Cuando los precios de los activos suben de manera repentina, la codicia se disfraza de confianza: el inversionista siente que está “perdiendo la oportunidad” y compra sin evaluar fundamentos. En el extremo opuesto, cuando los precios caen, el miedo se viste de prudencia: vender a cualquier precio parece una salida razonable, incluso si la empresa detrás de la acción conserva intactas sus ventajas competitivas. Ambos impulsos —comprar caro por entusiasmo o vender barato por pánico— nacen de la misma raíz: la incapacidad de controlar las emociones frente a la volatilidad del mercado.
En Grupo Capital tenemos claro que el mercado es un péndulo que oscila entre la euforia y la depresión, y que los inversionistas disciplinados deben aprender a observarlo sin moverse al mismo ritmo. La clave está en recordar que lo que poseemos no son fichas que suben y bajan de precio. Si se tratara de una apuesta a ciegas, especulando sobre esas subidas y bajadas, no habría nada que analizar: bastaría con comprar un activo cualquiera y cruzar los dedos esperando que el próximo comprador esté dispuesto a pagar un precio mayor que el nuestro. Para ese tipo de transacciones no se necesitan conocimientos, experiencia, criterios ni fundamentos; simplemente suerte.

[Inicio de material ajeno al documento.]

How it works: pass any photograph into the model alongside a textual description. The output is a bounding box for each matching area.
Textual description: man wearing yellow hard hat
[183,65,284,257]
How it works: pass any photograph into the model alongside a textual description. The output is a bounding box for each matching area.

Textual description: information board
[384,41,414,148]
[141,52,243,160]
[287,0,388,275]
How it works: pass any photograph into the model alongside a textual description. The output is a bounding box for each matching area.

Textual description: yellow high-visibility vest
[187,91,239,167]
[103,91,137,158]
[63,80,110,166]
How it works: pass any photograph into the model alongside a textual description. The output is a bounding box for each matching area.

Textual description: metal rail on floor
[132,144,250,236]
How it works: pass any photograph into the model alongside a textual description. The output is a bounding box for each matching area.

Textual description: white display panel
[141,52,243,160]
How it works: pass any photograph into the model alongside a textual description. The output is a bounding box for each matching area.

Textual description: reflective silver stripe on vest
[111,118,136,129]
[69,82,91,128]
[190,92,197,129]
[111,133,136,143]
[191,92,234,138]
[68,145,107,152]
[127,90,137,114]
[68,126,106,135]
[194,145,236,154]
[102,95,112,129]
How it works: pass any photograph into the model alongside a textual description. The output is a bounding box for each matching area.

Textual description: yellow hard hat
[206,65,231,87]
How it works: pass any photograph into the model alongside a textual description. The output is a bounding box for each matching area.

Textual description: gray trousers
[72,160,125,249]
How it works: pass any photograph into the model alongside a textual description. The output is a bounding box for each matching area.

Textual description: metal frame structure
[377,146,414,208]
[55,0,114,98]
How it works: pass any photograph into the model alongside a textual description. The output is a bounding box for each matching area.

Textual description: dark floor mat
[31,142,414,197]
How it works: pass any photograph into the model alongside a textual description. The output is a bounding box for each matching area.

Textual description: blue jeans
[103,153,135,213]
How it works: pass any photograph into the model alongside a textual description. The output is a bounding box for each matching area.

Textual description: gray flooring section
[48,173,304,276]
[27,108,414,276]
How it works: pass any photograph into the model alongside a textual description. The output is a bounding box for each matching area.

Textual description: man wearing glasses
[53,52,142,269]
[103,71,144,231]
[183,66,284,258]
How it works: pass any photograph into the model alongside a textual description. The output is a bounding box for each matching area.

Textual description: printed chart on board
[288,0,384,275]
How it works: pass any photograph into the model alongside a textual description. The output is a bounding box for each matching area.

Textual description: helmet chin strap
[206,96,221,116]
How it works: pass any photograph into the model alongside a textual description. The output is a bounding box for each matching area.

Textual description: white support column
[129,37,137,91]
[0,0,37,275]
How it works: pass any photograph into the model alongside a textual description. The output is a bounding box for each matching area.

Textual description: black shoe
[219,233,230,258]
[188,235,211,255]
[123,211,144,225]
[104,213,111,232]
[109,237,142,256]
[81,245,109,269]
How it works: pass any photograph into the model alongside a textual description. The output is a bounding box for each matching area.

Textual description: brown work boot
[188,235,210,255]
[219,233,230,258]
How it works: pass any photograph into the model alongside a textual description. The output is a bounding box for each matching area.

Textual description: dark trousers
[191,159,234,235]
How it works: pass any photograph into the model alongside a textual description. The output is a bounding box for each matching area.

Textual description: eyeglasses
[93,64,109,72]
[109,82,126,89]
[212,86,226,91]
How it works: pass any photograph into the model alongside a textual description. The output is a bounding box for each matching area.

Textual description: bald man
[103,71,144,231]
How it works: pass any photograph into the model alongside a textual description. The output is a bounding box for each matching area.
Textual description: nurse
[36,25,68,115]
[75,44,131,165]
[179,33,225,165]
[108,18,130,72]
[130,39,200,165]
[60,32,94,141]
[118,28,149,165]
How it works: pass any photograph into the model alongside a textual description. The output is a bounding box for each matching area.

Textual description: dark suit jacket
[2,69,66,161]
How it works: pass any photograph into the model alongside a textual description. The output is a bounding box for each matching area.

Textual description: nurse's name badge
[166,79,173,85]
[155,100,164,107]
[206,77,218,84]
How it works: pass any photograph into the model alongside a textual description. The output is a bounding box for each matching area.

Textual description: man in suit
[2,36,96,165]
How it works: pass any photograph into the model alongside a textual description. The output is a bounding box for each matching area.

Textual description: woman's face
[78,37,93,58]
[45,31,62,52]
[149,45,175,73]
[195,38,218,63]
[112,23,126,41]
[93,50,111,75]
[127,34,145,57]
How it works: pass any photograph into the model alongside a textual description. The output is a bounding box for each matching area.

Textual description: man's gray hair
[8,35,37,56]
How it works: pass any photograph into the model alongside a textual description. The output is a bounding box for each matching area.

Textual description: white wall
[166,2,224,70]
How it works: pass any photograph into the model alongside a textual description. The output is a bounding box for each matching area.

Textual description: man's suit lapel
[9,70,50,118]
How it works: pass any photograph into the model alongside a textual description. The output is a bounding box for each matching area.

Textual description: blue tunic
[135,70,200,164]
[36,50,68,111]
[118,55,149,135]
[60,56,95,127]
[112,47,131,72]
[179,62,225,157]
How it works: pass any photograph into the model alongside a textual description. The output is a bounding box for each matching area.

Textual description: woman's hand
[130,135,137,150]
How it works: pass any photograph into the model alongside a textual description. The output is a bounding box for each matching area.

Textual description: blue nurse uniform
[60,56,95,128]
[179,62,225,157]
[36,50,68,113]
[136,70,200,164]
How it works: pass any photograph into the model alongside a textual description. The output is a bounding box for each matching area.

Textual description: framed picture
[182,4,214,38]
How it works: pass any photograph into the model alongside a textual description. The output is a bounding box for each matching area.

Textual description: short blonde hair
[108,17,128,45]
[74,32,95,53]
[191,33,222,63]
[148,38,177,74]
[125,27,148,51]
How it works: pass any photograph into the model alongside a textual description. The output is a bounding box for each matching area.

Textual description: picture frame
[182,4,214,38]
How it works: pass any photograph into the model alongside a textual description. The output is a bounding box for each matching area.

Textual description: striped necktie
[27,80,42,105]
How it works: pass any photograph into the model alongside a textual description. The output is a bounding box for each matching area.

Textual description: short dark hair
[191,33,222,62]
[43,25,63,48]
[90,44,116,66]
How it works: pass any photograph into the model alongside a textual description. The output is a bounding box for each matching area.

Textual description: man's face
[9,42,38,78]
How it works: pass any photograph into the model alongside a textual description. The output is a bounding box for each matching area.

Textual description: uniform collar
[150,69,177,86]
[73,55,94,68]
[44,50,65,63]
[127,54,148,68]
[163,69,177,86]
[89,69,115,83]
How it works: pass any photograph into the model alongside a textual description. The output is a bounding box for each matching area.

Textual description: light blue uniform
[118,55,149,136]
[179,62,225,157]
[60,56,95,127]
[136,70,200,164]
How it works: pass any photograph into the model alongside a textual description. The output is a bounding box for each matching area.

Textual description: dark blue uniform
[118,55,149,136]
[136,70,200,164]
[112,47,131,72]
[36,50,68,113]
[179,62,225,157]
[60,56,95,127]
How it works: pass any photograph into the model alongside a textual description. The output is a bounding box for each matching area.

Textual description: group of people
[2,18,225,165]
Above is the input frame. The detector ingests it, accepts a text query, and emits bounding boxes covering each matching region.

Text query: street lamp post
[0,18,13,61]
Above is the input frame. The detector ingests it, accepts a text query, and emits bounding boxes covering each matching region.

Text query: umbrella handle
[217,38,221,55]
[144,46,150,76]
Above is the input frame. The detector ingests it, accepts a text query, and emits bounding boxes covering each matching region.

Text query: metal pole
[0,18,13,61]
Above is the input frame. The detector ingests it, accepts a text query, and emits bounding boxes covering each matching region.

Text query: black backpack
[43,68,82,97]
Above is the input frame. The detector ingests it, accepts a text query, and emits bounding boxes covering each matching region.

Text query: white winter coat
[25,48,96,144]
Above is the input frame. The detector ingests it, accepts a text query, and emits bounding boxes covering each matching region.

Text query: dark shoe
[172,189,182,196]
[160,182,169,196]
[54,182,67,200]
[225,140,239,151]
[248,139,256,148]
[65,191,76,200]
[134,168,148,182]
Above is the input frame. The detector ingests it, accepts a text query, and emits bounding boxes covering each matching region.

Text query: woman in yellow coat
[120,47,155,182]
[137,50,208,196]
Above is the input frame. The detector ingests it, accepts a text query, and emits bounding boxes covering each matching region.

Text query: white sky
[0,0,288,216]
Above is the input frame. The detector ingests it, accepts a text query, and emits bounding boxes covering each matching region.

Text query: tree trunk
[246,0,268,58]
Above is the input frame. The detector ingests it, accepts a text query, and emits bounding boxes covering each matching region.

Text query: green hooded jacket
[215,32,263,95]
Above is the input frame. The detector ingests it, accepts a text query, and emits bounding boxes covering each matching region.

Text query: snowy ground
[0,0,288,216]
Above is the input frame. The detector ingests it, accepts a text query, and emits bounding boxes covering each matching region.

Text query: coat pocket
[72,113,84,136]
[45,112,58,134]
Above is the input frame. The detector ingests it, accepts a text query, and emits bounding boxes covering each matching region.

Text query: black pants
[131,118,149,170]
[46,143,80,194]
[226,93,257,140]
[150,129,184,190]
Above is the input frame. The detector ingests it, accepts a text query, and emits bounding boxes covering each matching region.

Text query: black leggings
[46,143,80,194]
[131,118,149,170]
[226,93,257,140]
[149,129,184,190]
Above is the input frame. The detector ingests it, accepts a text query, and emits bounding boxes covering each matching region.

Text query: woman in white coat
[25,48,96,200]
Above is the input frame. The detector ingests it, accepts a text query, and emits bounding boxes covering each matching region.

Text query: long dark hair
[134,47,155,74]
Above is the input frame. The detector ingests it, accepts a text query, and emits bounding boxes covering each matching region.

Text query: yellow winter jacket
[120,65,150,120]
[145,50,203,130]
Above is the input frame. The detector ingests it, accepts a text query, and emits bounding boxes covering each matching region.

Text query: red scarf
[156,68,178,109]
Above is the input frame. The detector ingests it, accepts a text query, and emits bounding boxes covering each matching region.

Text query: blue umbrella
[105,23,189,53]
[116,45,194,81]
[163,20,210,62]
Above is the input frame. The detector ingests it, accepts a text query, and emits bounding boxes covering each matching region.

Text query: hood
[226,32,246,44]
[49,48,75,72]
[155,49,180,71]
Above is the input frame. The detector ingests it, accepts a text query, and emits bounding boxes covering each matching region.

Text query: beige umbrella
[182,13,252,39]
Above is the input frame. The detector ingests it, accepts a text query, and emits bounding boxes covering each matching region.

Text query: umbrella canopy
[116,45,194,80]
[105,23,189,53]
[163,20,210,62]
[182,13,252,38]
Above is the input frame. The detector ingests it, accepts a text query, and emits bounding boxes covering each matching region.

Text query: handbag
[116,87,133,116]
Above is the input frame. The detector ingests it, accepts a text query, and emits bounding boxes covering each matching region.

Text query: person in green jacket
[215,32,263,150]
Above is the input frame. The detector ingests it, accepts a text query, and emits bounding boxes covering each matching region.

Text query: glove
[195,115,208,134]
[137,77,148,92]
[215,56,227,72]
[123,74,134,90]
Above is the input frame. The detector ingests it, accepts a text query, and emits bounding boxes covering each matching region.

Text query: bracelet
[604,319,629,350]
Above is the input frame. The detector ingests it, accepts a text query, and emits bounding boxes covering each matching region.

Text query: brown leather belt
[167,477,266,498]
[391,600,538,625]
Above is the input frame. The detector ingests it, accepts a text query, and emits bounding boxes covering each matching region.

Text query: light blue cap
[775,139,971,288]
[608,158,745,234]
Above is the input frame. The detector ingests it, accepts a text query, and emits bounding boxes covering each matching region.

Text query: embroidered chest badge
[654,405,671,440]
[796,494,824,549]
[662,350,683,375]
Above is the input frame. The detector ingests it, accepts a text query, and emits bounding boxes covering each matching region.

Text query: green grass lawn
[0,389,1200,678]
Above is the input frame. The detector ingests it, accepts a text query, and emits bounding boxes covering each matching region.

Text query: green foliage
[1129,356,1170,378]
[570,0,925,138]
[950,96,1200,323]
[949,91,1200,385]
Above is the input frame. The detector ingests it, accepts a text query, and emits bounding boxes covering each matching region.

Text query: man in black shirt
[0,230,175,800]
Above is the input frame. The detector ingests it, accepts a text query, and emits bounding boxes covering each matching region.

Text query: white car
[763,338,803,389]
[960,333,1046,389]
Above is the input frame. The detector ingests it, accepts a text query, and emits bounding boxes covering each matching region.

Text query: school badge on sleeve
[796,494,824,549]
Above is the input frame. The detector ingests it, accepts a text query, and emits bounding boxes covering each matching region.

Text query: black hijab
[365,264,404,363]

Invertir, en cambio, exige analizar el valor subyacente de un activo, más allá de su precio. Debe tratarse de un negocio que genere valor real por la naturaleza de su actividad. Si logramos identificar un activo que produzca bienes o servicios útiles para la sociedad y, como consecuencia, incremente su valor con el tiempo, entonces, al comprarlo a un precio razonable, será el propio mercado quien, tarde o temprano, reconozca ese valor también en su cotización.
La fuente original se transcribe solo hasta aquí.